To quote Tevya in ‘Fiddler On The Roof’ – “sounds crazy, no?!”

This the ‘boohoo’ part. In order to actually test this idea the DEVS would have to produce an additional color template that allowed someone like us (blubblub) to assign any of 8 colors to the four nucleotide colors you have now. The colors would be black, white, blue, yellow, green, red, purple and orange.

In other words – the eteRNA folding and energy template and strategies underneath the current design still operate unchanged. However, players like Eli Fisker who use color to drive their intuition might find the ability to identify or discover new nesting patterns inside an existing design pattern useful.

Among other benefits (if it works) is nesting patterns could signal chemical and folding preferences within designs that may not be obvious right now. (If it works) the designs would be more articulate. (If it works) it would make any successful RNA design predictive.

One last comment. Marie Curie melted down tons of pitchblende to reveal the uranium that her and Pierre could hear with their Geiger Counter. In the end, she only had a spoonful of uranium for her efforts but it completely changed the world.

This collaboration to unravel the complexity of RNA is unparalleled. It is the stuff of a new paradigm. ENJOY!

Jonathan_Hall · April 20, 2011, 2:39am

I think the reason most players are not so involved in the lab is that it takes a big commitment, both to understand and to explain to others. It can also be intimidating when some of the best lab players are (or do a good impression of being) actual biochemists. When the challenges use such a different strategy they only somewhat prepare people for the lab.

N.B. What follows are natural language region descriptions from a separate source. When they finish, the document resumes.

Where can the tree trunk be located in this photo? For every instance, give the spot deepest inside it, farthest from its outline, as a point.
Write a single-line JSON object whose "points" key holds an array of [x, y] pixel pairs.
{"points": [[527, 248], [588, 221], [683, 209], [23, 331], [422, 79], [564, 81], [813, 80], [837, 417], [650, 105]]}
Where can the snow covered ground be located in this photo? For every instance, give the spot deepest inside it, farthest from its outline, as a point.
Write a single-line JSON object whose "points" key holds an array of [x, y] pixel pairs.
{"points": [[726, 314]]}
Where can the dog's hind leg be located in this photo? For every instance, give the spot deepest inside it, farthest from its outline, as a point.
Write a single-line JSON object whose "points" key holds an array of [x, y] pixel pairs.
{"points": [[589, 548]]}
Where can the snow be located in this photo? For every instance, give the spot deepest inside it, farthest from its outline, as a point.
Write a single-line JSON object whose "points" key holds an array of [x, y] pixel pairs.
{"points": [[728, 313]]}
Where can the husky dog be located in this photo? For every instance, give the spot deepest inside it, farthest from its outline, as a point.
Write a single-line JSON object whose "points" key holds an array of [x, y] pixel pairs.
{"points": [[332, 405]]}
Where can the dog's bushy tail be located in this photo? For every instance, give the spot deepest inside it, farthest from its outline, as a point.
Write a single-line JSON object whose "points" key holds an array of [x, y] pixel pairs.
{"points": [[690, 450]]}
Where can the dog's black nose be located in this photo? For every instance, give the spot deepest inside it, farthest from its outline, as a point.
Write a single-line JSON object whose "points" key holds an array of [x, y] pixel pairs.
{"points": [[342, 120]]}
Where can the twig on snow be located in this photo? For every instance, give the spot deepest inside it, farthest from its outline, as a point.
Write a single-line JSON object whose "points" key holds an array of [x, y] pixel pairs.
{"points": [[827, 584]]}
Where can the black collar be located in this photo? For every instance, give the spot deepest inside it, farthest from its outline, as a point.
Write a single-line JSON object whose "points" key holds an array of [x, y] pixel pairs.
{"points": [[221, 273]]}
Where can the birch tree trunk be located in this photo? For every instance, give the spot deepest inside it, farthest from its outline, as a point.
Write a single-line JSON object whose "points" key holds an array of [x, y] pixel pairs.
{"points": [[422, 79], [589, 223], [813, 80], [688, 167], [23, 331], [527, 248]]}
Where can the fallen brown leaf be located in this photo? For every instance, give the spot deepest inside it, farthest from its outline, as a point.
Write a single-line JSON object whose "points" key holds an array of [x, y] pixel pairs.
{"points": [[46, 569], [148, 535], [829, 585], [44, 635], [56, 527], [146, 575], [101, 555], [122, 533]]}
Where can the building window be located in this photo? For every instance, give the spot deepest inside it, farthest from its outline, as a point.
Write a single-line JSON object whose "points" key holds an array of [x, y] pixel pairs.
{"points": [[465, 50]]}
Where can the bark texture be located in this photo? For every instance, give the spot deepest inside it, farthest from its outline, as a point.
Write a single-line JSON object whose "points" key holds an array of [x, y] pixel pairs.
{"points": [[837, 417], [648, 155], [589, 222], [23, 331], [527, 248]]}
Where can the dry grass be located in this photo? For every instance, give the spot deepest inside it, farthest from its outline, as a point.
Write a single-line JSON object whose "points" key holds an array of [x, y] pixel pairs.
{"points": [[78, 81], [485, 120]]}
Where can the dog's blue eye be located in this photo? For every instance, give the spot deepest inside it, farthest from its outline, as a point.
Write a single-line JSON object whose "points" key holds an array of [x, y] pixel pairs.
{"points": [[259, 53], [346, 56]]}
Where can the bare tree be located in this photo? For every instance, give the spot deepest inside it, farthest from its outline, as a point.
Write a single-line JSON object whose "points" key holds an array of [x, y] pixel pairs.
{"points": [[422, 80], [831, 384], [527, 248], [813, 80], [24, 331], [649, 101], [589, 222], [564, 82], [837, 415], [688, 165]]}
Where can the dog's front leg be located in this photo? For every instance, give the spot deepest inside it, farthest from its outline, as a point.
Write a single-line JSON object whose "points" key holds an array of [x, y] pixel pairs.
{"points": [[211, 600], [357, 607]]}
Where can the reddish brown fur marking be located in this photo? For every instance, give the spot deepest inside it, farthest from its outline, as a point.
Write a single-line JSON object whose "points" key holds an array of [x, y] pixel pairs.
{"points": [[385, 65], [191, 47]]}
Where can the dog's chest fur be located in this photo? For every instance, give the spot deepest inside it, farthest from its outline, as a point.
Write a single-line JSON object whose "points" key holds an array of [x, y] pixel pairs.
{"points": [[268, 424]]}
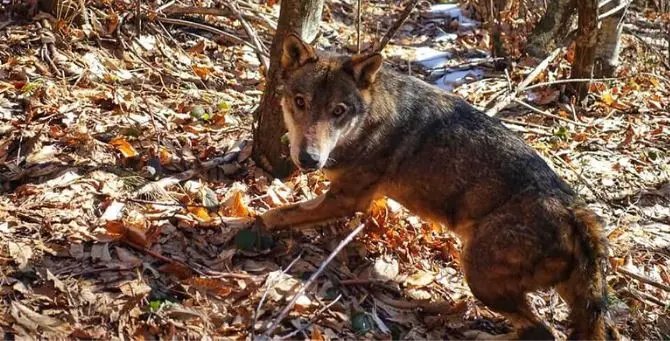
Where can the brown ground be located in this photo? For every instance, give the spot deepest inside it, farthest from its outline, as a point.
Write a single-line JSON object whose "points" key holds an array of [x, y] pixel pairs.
{"points": [[93, 246]]}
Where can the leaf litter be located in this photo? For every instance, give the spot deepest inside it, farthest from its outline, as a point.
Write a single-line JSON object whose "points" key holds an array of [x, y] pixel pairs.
{"points": [[127, 182]]}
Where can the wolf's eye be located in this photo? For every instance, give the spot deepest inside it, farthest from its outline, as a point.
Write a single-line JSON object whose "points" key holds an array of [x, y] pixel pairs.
{"points": [[299, 102], [340, 109]]}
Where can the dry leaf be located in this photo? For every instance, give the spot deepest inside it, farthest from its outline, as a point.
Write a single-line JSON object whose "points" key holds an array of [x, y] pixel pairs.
{"points": [[211, 285], [20, 253], [135, 289], [236, 207], [124, 147], [420, 279], [127, 257], [200, 212], [316, 334], [201, 72], [32, 320]]}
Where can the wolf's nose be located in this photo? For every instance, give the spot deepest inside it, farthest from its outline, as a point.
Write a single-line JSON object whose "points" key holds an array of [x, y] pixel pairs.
{"points": [[308, 160]]}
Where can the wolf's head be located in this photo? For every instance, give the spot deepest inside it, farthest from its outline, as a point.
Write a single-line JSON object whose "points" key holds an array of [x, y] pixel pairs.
{"points": [[324, 99]]}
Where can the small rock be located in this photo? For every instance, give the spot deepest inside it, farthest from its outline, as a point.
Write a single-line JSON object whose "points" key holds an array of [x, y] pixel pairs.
{"points": [[385, 269]]}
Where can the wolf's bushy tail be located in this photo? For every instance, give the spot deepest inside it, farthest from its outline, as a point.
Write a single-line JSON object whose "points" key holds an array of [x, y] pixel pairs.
{"points": [[586, 288]]}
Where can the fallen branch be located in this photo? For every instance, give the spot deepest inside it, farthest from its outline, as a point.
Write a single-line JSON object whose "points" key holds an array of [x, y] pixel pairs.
{"points": [[218, 12], [424, 305], [396, 26], [210, 29], [548, 114], [161, 257], [260, 48], [311, 279], [522, 86], [312, 320], [161, 184], [643, 279], [614, 10], [586, 183], [265, 294]]}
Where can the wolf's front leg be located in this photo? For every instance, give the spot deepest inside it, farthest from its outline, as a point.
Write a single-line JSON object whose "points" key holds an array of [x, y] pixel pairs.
{"points": [[324, 208]]}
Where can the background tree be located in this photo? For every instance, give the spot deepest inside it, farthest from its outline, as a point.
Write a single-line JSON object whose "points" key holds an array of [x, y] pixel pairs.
{"points": [[585, 47], [601, 44], [302, 17]]}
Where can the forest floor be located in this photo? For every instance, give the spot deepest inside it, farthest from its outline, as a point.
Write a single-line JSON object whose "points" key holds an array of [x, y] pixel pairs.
{"points": [[126, 176]]}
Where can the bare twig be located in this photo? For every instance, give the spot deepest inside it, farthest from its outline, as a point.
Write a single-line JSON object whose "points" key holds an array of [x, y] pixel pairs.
{"points": [[548, 114], [265, 294], [210, 29], [643, 279], [260, 48], [396, 26], [219, 12], [311, 279], [312, 320], [586, 183], [138, 16], [614, 10], [161, 257], [522, 86], [358, 27], [161, 184]]}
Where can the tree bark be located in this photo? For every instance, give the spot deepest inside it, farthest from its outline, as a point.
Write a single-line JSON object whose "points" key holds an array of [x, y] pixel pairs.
{"points": [[609, 38], [587, 36], [552, 29], [301, 17]]}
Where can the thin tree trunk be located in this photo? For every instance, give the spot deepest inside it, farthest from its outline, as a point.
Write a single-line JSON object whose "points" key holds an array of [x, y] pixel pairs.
{"points": [[609, 40], [552, 29], [587, 37], [301, 17]]}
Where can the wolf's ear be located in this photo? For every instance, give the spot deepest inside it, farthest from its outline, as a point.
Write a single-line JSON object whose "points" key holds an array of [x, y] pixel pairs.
{"points": [[364, 68], [295, 52]]}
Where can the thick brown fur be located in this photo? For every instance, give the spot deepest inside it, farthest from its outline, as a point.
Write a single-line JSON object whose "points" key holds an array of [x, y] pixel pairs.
{"points": [[377, 133]]}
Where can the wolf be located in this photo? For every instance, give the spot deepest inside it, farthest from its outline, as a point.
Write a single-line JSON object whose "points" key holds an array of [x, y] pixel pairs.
{"points": [[376, 133]]}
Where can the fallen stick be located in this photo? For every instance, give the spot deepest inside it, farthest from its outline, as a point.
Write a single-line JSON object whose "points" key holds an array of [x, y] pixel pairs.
{"points": [[548, 114], [210, 29], [603, 198], [396, 26], [312, 320], [217, 12], [161, 184], [252, 35], [312, 278], [643, 279], [522, 86], [269, 284]]}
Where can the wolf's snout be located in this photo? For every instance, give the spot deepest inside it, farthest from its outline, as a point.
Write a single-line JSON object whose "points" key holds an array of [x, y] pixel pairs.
{"points": [[309, 159]]}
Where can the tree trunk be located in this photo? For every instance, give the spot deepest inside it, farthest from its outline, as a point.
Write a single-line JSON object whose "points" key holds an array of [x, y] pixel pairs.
{"points": [[552, 29], [587, 36], [301, 17], [609, 37]]}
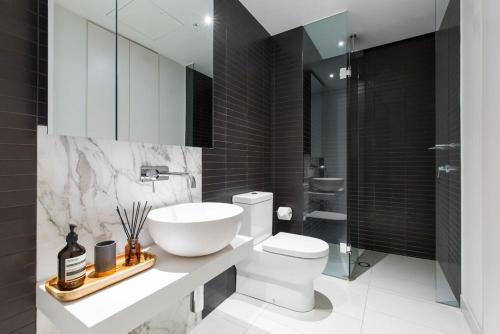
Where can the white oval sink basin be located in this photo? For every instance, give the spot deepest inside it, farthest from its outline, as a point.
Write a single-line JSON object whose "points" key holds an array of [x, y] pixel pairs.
{"points": [[194, 229]]}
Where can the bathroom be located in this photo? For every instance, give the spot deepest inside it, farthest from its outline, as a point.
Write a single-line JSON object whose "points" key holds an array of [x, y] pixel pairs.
{"points": [[276, 166]]}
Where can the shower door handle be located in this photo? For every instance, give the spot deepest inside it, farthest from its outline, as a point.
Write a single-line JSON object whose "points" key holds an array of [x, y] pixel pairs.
{"points": [[446, 169], [441, 147]]}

I think it should be a priority to continually update Eterna’s computer modelling to better reflect reality (even if it messes up all the points). People are attracted by the puzzles, and some amass points because of the satisfaction of solving them. But we all know that GU competitions (which I love, and Joshua must too as a top-5 GU competitor) do not really help with the labs.

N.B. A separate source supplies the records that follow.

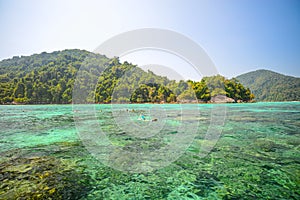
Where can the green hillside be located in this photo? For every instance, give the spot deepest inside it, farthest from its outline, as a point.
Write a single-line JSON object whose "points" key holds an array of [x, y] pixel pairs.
{"points": [[49, 78], [271, 86]]}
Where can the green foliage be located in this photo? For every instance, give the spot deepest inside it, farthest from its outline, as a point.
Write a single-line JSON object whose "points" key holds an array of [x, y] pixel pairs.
{"points": [[270, 86], [49, 78]]}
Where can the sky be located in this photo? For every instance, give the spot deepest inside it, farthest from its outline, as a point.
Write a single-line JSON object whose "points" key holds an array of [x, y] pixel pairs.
{"points": [[238, 35]]}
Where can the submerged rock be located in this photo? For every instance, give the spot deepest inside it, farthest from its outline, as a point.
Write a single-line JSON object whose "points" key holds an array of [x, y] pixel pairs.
{"points": [[43, 177]]}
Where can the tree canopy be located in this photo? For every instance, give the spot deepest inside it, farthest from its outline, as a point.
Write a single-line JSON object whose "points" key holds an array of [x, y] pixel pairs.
{"points": [[49, 78]]}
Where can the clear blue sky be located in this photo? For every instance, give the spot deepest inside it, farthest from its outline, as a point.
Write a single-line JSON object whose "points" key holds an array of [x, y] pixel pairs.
{"points": [[239, 36]]}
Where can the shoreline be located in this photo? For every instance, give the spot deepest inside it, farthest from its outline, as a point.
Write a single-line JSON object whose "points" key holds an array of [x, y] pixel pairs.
{"points": [[201, 103]]}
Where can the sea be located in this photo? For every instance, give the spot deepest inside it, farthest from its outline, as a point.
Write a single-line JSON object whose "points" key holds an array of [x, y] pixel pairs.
{"points": [[175, 151]]}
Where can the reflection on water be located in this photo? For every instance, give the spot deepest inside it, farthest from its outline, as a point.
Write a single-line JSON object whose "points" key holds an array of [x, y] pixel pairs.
{"points": [[257, 156]]}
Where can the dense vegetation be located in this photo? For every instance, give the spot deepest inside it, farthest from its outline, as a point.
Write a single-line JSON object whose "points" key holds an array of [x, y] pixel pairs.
{"points": [[50, 77], [271, 86]]}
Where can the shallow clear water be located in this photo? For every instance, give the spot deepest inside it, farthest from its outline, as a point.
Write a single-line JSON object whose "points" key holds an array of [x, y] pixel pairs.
{"points": [[256, 157]]}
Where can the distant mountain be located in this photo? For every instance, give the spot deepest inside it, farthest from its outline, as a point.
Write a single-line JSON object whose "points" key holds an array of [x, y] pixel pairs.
{"points": [[49, 78], [271, 86]]}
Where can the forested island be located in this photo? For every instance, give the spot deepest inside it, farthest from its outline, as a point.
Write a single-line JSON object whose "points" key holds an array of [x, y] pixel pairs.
{"points": [[48, 78]]}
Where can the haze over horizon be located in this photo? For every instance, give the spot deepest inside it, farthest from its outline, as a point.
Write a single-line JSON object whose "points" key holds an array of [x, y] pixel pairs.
{"points": [[239, 36]]}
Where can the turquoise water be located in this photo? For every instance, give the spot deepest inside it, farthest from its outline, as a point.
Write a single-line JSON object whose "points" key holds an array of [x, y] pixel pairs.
{"points": [[257, 156]]}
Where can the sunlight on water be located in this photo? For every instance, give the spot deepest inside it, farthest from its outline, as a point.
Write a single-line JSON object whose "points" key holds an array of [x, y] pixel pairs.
{"points": [[256, 157]]}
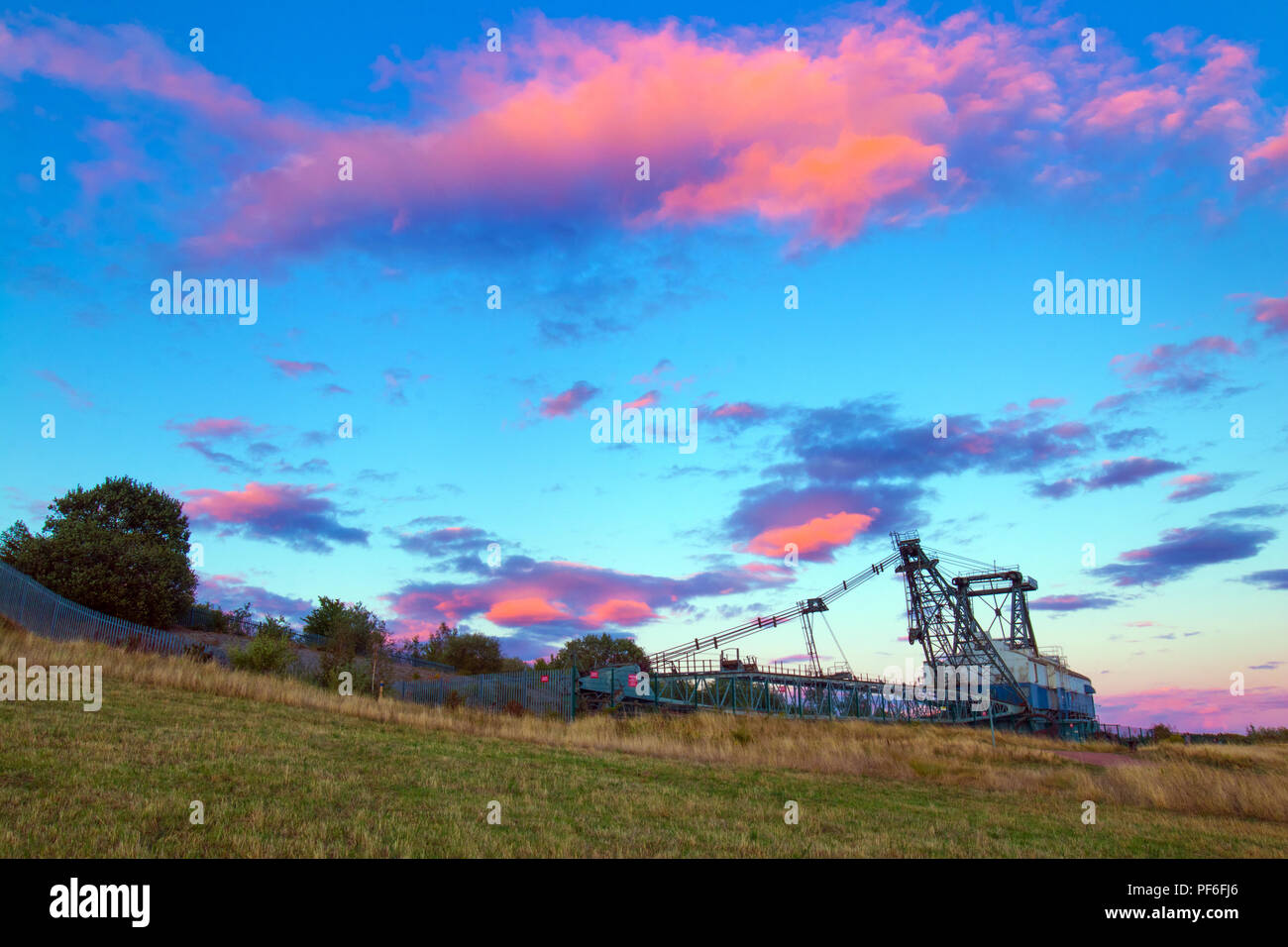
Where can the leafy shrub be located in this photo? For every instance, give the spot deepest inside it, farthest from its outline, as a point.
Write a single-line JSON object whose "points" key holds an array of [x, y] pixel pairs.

Of course this might be impossible, and we can just live with a fun puzzle world which attracts all kinds and a separate fun but time-consuming lab world which attracts mostly scientists.

–Jonathan

duanev · April 20, 2011, 5:14am

I was thinking I could probably create a program that solves the puzzles the way I do - do y’all have a simple way to represent the challenges in a data file? And a verification program (that declares a puzzle solved, and computes the total kcal for both incomplete and completed puzzles)? If there is interest in more grey-dot generators that can compete with players >:), post the above and some more bot code might be forthcoming…

Berex_NZ · April 20, 2011, 5:36am

blubblub, what is your background in this area? You seem to know a lot…

Berex_NZ · April 20, 2011, 5:50am

Joshua, two questions for you. 1) Why do you stick around eterna, to wait for the inevitable closure where you will revel in your own schadenfraude?
2) Please give me a list of all of your criticisms and recommendations, I would sincerely like to know what they would be.

Jonathan Hall, I am really curious. Who do you think of the players, do you think are biochemists? Because the only one I know that is trained in this area is alan robot.